AUSTIN, Texas (AP) — Lt. Gov. Dan Patrick is a former conservative talk radio host who, even after he became a state senator in 2007, broadcast his show from a studio at the state Capitol.
He only relinquished his microphone when he ran for lieutenant governor last year — and only then because he was afraid not doing so would violate broadcast rules mandating equal airtime for those candidates running against him.
But just because he’s a former media member doesn’t mean Patrick has much esteem for the profession.
“We understand, in politics, the media sometimes likes to write stories that pit people against each other, issues against each other,” Patrick said at a recent news conference, “to look on what is news as the media sees it.”
That assessment aside, this past week’s look at what issues had strong, and not-so-strong showings in Texas politics features broad legislative agreement on marijuana and Hazlewood. Granted, there was some discord between Texas’ current and former governor, but the ongoing Jade Helm 15 saga would be news no matter what. Here we go:
For a state that doesn’t allow any form of legalized marijuana — not even medicinal-use exceptions — Texas lawmakers suddenly seem positively tolerant. The Senate approved legalizing Cannabidiol oil, extracted from marijuana plants, for qualifying patients. And House committees approved a plan to decriminalize possessing small amounts of marijuana and another pushing the Christian argument that pot should be legal for all uses because God made it and the government shouldn’t regulate the Lord’s handiwork.

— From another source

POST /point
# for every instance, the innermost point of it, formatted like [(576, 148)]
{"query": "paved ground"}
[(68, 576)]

While all still have a long way to go to become law, making it even this far is a surprise.
The Senate has approved slashing a popular program that provides free college tuition to military veterans, or allows them to pass the perk on to their children. And the House is expected to follow suit. Texas lawmakers almost never do anything considered anti-veteran, but the cost of providing benefits under the Hazlewood Act reached $169 million last year and is estimated to more than double by 2019. Fiscal conservatives have led the charge to deny the benefit to veterans who haven’t been Texas residents for at least eight years. The Senate-approved proposal also mandates that even qualifying veterans or their children use the benefit within 15 years of leaving military service.
Jade Helm Jitters
Gov. Greg Abbott argues he was acting as the voice of reason — not feeding paranoia — when he directed the State Guard to monitor “Jade Helm 15,” the upcoming U.S. military training exercise that some feared was cover for a federal government conspiracy to take over Texas. Abbott says he doesn’t believe in fringe theories but was attempting to assuage the fears of Texans who do. If that sounds like damage control, though, even his predecessor wasn’t convinced. Fellow Republican and former Gov. Rick Perry said he doesn’t trust the government, either — but that’s no reason to besmirch soldiers. “I think our military is quite trustworthy,” Perry said. “Civilian leadership, you can always question that. But not the men and women in uniform.”